The “Functional/PROs/Composite Clinical Trial Endpoints in DMD” session, which is accredited as continuing medical education (CME), will examine and compare clinically-reported outcome tools and person-reported outcome tools with single and multiple outcomes in clinical research. Presentations will focus on assessment tools that can be extended from observations in the clinic to patients’ perceptions of ability, to participation in the community and life satisfaction.

A session titled “New Gene Discoveries in NMD” or neuromuscular disease, also accredited, will provide an overview of current research, highlighting collaborative and crowd-sourcing approaches to information sharing related to the discovery of new genes. Scientists also will discuss genetic variability among inherited diseases that affect nerves outside the brain and spinal cord, approaches to undiagnosed NMDs, and new genetic modifiers that may impact the course of a disease.

“Mitochondrial Interventions: Small Molecule and Gene Therapy” talks will explore therapeutic strategies that use small molecules or genetic manipulation of energy-producing mitochondria. According to the MDA, these strategies have “great clinical potential.”

Another session, “CRISPR – The Next Generation,” will spotlight recent advances and potential challenges in translating CRISPR gene editing technologies — for treating genetically-related muscle diseases — from animal models to humans.

“Impact of Gene Transfer Therapy on Long-Term Multidisciplinary Care” presentations will address the effects of newborn genetic screening programs and gene therapies on the infrastructure and multidisciplinary teams at neuromuscular clinics. This session also is CME accredited.

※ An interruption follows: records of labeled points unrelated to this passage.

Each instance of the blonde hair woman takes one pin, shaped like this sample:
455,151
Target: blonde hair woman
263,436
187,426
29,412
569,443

Talks in this session also will discuss new challenges and opportunities for multidisciplinary models, approaches to long-term disease management and assessments of new disease characteristics, and ways to provide equitable access to new gene therapies and multidisciplinary healthcare using telemedicine.

In the session titled “Progress in Brain Interface Technology,” presentations will cover recent progress in the field, with researchers sharing their ideas for clinical applications.

The four-day conference also will feature presentations and posters on other neuromuscular disorders such as amyotrophic lateral sclerosis (ALS), spinal muscular atrophy, and Charcot-Marie-Tooth disease.